All this philosophizing bears a propos of wine (or beer or food or any consumable) because wine without mind is just a drink. Ah, but wine with mind, that’s an adventure in sensual complexity. Preparation for wine-learning begins with tuning up our senses, all our senses. Just a primer:
Sound: Some folks claim the Pop! of a cork ranks among the sweetest sounds (maybe the best reason for using a chunk of bark as the bottle’s closure).
Sight: We pour, peer at the color, really gaze, note shades and tints, relate those to visual experiences: Is that white wine a pale gold, more lemony, straw? Is that red a ruby, garnet, red velvet cake? What?
Smell: Snuck it up: Flowers, earth, citrus, leather, meat …? Descriptors used by wine writers can sometimes seem silly (“burnt, scorched earth”?) but can also be evocative. Too, our olfactory sense is mysteriously linked to emotions and memory.

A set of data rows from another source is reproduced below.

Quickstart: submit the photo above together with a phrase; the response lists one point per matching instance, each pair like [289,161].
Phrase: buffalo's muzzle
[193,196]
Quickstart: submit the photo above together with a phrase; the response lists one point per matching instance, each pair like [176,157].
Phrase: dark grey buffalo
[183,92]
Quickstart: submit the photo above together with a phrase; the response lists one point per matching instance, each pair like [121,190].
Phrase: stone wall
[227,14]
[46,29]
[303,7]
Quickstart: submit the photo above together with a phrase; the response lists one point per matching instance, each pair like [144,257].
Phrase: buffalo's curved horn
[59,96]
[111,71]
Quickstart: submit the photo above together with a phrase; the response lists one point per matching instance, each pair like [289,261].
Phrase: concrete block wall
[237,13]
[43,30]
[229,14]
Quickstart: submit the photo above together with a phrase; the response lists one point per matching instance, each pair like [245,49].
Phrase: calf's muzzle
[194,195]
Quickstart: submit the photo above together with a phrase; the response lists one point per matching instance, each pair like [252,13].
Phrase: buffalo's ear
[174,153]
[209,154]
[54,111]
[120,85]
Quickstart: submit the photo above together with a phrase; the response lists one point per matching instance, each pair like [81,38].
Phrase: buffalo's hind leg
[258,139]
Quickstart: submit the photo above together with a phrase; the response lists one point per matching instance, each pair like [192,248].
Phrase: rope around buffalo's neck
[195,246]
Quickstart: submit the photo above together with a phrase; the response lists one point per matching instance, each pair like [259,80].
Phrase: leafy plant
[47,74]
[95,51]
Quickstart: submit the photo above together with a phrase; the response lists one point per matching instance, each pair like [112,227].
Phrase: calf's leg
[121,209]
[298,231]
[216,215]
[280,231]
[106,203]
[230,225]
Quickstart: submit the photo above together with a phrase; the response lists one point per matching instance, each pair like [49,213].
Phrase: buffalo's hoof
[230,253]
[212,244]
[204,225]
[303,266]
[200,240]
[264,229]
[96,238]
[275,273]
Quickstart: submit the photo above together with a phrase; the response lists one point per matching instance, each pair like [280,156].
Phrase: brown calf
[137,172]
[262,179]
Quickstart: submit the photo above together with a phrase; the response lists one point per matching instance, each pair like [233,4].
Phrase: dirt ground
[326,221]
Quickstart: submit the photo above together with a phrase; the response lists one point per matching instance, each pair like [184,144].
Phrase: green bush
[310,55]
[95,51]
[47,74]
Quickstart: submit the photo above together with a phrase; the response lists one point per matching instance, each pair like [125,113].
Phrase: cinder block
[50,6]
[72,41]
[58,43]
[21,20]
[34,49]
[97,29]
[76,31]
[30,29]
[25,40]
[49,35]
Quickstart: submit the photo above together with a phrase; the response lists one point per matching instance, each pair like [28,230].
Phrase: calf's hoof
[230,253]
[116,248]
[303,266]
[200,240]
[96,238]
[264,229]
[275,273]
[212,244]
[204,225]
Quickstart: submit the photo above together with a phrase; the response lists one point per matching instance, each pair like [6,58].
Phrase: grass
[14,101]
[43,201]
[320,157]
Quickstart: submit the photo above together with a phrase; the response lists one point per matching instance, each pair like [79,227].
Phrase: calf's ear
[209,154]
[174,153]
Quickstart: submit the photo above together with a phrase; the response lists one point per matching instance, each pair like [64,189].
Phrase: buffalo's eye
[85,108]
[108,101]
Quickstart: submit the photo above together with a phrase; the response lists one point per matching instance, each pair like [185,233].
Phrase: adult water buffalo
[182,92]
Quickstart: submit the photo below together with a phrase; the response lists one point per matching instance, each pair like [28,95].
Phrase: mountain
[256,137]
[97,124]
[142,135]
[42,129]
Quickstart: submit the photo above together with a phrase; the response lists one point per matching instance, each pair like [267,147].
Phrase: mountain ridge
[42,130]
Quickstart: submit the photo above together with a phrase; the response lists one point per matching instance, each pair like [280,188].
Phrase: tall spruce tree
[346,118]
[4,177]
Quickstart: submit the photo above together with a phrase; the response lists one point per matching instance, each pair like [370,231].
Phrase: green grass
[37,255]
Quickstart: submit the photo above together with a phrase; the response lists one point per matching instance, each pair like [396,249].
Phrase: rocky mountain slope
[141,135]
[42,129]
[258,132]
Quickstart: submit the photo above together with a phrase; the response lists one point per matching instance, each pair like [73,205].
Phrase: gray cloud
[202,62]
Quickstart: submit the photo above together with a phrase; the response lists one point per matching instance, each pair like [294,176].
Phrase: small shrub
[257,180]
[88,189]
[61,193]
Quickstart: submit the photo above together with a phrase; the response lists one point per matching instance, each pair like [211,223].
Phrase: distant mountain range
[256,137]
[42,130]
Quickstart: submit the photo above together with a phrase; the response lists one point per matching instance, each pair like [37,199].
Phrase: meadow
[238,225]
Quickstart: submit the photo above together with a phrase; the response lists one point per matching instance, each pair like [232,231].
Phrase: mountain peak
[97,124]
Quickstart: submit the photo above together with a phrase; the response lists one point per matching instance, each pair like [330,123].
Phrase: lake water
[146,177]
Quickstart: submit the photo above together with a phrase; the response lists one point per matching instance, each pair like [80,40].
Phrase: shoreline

Associate freely; can be mighty fun, surprising, too.
Taste: Swirl and sip, slosh and slurp. Flavor and aroma are interwoven, but the key to tasting is to savor; let the wine linger and play across the entire palate before swallowing. Breathe, catch the cherries, berries, wood notes, spices, the gustatory gestalt.
Touch/Texture: A really tannic red wine will dry the mouth. A strongly acidic white will pucker the lips. The tactile sense also relates to temperature; if a wine is too cold, flavor and aroma get smothered.
Time: Wine, to a degree, is memory, history in a bottle. Vintage dates recall growing seasons, harvests, events in our lives. A little reflection on time can also wonderfully concentrate the mind on the present moment.
At this year’s Pours for Paws benefit for Greenhill Humane Society, we tasted the offerings from local artisanal (really small) wineries: Shadow Mountain, Capitello, Patchwork, Kandarian, Verve, Briggs Hill, Meriwether, J. Scott, Brigadoon. We savored some beauties:
Patchwork 2009 Pinot Gris ($13): Patchwork’s a tiny producer of well-made wines; this gris is ripe and round, with flavors of pears/apples backed with zippy acidity.
Verve 2007 Pinot Noir Momtazi Vyd ($30) might bite some budgets but is good value, a fine, complex, thoughtful wine centered on black cherries with top notes of spices and tobacco. Could benefit from time in the bottle, or in the air.
J. Scott 2007 Syrah ($20) is big red in drinkable style, ripe and round, with notes of cassis and pepper.
Jeff Kandarian makes the wines for giant King Estate, but saves some expertise for a few barrels of his own eponymous wines. Kandarian 2008 Pinot Gris Ice Wine ($20, half-bottle) is spectacular for desserts involving a little ripe cheese.
We’re not done, just outta space; gotta catch others next month. And thanks to all the guests who made Pours for Paws a success for Greenhill and all its critters. Think about that.